Training data skews toward "this works" not "this is safe." Hundreds of tutorials, Stack Overflow answers, and README files show app.use(cors()) as the one-liner to get your frontend talking to your backend. That's what the model learned. When Cursor generates a backend starter, it's optimizing for immediate functionality -- wildcard CORS delivers that, so it gets generated.

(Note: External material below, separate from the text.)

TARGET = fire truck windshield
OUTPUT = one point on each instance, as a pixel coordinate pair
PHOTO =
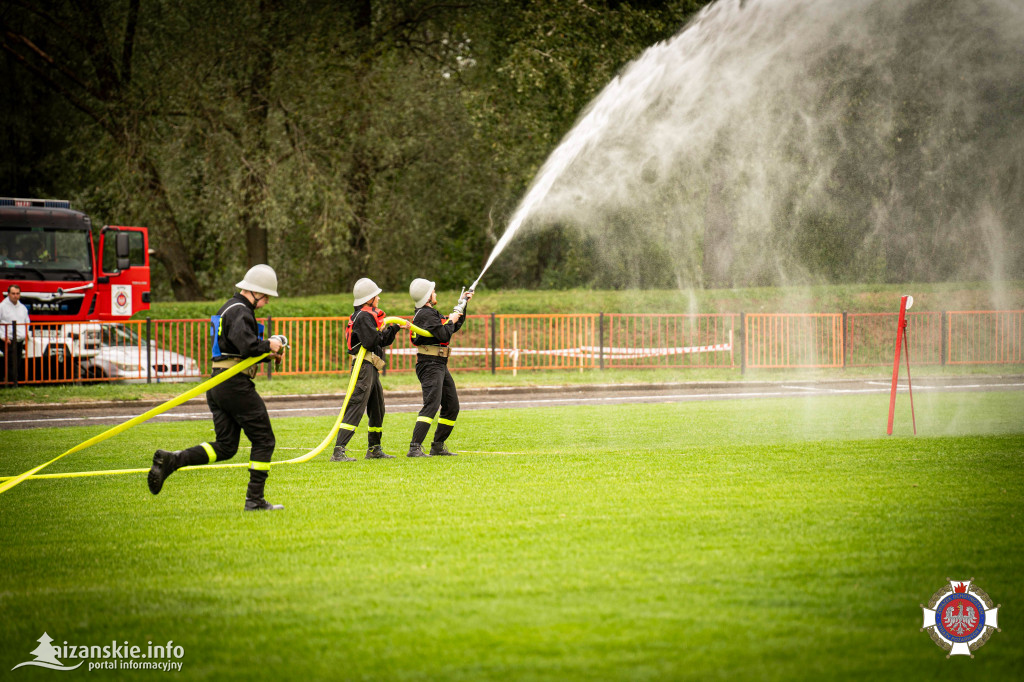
(45, 254)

The security implications don't surface until much later, if at all. Most projects never get a security review.

The actual fix

Replace the wildcard with an explicit origin allowlist. Keep the list in environment variables so staging and production configs stay separate:

// Explicit origin allowlist
const allowedOrigins = process.env.ALLOWED_ORIGINS
  ? process.env.ALLOWED_ORIGINS.split(',')
  : [];

app.use(cors({
  origin: (origin, callback) => {
    // Allow server-to-server requests (no Origin header)
    if (!origin) return callback(null, true);
    if (allowedOrigins.includes(origin)) {
      callback(null, true);
    } else {
      callback(new Error(`CORS blocked: ${origin}`));
    }
  },
  credentials: true // safe -- origin is explicitly verified before this applies
}));

Your .env:

ALLOWED_ORIGINS=https://yourdomain.com,https://www.yourdomain.com

If you're not using the cors library:

// Manual headers -- explicit and auditable
app.use((req, res, next) => {
  const origin = req.headers.origin;
  if (allowedOrigins.includes(origin)) {
    res.setHeader('Access-Control-Allow-Origin', origin);
    res.setHeader('Access-Control-Allow-Credentials', 'true');
  }
  res.setHeader('Access-Control-Allow-Methods', 'GET, POST, PUT, DELETE, OPTIONS');
  res.setHeader('Access-Control-Allow-Headers', 'Content-Type, Authorization');
  if (req.method === 'OPTIONS') return res.sendStatus(204);
  next();
});

The critical difference: you're echoing back the verified origin, not broadcasting a wildcard. Every CORS request gets an explicit answer.

One more thing -- add this to your semgrep config to catch wildcard CORS before it reaches code review:

rules:
  - id: cors-wildcard
    patterns:
      - pattern: cors({ ..., origin: '*', ... })
      - pattern: cors()
    message: Wildcard CORS detected -- replace with explicit allowlist
    severity: WARNING
    languages: [javascript, typescript]

I've been running SafeWeave for this. It hooks into Cursor and Claude Code as an MCP server and flags these patterns before I move on. That said, even a basic pre-commit hook with semgrep will catch most wildcard CORS configs in seconds. The important thing is catching it early, whatever tool you use.